Bavarian Nordic is also working with Epimmune (San Diego) on HIV vaccines containing epitopes (rather than whole genes), in a project comparing antigen delivery via DNA vaccines and MVA vectors. The epitopes were selected for their conservation across multiple HIV clades and the ability of several common HLA alleles (genes which play a key role in cellular immunity) to respond to them. Epimmune is currently testing a DNA vaccine prototype with 21 CTL epitopes in HIV-infected people and will soon begin Phase I studies in HIV-negative people, according to Mark Newman, Epimmune’s Vice President for Infectious Diseases. Later in 2003, Bavarian Nordic will test a “next-generation” candidate that also contains helper T-cell epitopes.
Bavarian Nordic is a leading player in MVA-based vectors, building on their MVA-BN platform technology derived from Anton Mayr’s MVA, which was extensively used in Germany as a smallpox “pre-vaccine” in the early 1970s The company is also developing MVA-BN as a potentially safer smallpox vaccine than the current one, which is dangerous for people with immune deficiencies (see interview with Philip Russell). Evidence that MVA-BN is safe even for HIV-infected people therefore has important implications beyond HIV therapeutics.
Remune in the News
On 26 September, the Thai subcommittee on HIV/AIDS Vaccine Development rejected an application from The Trinity Medical Group to extend a Phase II study of Remune, the whole-killed HIV immunogen developed by the California-based Immune Response Corporation. The request for a two-year extension to gather more information on the clinical effects of Remune used without anti-retroviral drugs, was denied on the grounds that the objectives had already been met by the previous study, said Dr. Prasert Thongcharoen, head of the vaccine subcommittee. Earlier this year, Trinity applied to the Thai FDA to have Remune licensed as a drug rather than a vaccine, but withdrew the application when approval appeared unlikely.
In Europe, Remune is moving towards a large-scale trial as a therapeutic vaccine used in conjunction with highly active antiretroviral therapy.
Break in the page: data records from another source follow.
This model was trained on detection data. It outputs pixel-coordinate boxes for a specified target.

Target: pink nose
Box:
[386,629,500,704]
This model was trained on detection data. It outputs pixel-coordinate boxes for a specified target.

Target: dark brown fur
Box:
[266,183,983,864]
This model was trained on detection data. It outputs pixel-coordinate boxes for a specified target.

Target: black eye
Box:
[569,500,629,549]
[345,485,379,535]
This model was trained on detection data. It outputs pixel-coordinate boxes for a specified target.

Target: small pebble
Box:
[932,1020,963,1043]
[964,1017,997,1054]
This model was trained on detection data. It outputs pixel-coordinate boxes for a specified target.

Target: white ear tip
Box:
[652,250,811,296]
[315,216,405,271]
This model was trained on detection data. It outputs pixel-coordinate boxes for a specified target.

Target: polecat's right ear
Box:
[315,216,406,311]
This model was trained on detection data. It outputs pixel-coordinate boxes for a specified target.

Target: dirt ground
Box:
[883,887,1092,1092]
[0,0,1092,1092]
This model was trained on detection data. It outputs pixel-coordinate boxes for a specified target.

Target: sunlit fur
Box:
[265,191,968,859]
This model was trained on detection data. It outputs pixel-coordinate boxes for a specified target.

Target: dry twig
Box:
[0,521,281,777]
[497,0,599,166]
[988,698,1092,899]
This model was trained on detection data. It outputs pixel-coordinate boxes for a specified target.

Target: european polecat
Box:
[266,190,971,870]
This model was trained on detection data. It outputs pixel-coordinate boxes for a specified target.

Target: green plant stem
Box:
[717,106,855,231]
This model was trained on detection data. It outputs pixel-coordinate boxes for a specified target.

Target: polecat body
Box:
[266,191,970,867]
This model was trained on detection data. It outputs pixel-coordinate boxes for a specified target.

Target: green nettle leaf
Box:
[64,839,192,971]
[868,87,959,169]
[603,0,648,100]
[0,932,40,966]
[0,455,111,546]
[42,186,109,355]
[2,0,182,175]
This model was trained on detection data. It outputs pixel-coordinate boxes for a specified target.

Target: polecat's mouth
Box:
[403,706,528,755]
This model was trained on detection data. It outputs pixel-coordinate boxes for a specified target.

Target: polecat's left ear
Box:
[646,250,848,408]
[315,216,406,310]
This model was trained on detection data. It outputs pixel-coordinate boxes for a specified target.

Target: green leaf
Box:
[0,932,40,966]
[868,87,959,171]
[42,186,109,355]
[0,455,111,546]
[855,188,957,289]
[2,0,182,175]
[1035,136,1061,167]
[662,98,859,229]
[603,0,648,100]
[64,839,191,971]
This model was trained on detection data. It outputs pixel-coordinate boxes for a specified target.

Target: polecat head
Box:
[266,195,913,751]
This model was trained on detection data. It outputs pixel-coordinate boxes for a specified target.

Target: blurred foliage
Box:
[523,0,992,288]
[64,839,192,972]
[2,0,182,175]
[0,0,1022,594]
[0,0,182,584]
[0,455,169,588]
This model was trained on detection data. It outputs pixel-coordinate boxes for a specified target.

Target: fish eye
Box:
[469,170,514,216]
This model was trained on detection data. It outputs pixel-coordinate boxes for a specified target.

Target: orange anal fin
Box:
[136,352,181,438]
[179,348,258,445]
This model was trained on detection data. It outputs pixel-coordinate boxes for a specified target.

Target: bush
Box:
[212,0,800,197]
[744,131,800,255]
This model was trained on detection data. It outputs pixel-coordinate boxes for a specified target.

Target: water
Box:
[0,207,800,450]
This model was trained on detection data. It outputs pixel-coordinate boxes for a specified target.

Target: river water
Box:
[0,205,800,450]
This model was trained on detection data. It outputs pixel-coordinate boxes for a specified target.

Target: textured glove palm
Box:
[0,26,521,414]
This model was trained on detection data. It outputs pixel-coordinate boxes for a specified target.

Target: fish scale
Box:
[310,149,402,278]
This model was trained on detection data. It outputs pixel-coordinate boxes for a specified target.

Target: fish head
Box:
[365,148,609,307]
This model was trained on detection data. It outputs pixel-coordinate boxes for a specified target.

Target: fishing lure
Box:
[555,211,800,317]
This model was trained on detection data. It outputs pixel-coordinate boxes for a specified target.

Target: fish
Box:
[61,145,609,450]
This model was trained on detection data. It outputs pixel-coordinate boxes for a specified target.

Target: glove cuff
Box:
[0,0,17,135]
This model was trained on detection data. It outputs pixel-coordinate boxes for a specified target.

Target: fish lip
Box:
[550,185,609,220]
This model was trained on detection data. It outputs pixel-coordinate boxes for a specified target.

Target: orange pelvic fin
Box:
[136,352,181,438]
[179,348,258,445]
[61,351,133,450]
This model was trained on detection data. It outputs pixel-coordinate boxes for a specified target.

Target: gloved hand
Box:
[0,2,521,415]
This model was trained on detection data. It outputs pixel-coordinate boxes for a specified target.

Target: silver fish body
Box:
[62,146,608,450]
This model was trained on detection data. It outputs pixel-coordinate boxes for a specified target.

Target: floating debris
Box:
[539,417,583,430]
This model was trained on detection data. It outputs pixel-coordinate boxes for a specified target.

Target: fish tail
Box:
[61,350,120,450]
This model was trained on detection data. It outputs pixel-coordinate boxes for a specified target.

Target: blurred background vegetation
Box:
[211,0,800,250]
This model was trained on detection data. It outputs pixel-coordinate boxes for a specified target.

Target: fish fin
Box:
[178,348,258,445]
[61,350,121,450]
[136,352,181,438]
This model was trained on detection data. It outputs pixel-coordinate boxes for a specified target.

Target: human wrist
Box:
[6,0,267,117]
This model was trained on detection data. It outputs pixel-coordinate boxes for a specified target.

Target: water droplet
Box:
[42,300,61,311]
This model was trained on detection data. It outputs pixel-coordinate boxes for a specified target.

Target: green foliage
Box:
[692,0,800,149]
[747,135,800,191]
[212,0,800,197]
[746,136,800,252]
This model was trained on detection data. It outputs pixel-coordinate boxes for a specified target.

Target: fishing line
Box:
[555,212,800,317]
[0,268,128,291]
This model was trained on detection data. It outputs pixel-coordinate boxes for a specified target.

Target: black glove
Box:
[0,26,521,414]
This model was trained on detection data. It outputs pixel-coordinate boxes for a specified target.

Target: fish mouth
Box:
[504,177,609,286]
In September, the Spanish Medication Agency (Agencia de Medicamento) submitted a written recommendation for a Phase III trial HAART-Remune trial to the European Agency for the Evaluation of Medicinal Products (EMEA). The recommendation drew on data from Eduardo Fernandez-Cruz (Gregario Maranon Hospital, Spain), some of which was presented at Barcelona (Abs. #ThOrA1482), showing that HIV-infected individuals treated with vaccine and HAART were 37% less likely to show viral loads exceeding 5,000 over a 30-month observation period than individuals receiving HAART alone.
Oral Vaccine Technology Licensed to UK Company for Non-HIV Vaccines
University of Maryland Biotechnology Institute (UMBI) licensed Bactofaction, a DNA delivery technology, to Microscience, a UK-based biotechnology company that recently launched an oral typhoid vaccine trial in the US. UMBI will retain the rights to develop HIV vaccines using the technology, which uses an attenuated Salmonella bacterial vector and allows for oral administration of DNA vaccines. The Institute of Human Virology at UMBI is collaborating with IAVI to move a vaccine based on this technology into clinical trials in Uganda and the US. Microscience will now be able to use Bactofaction in the development of orally-delivered vaccines for cancer and infectious diseases.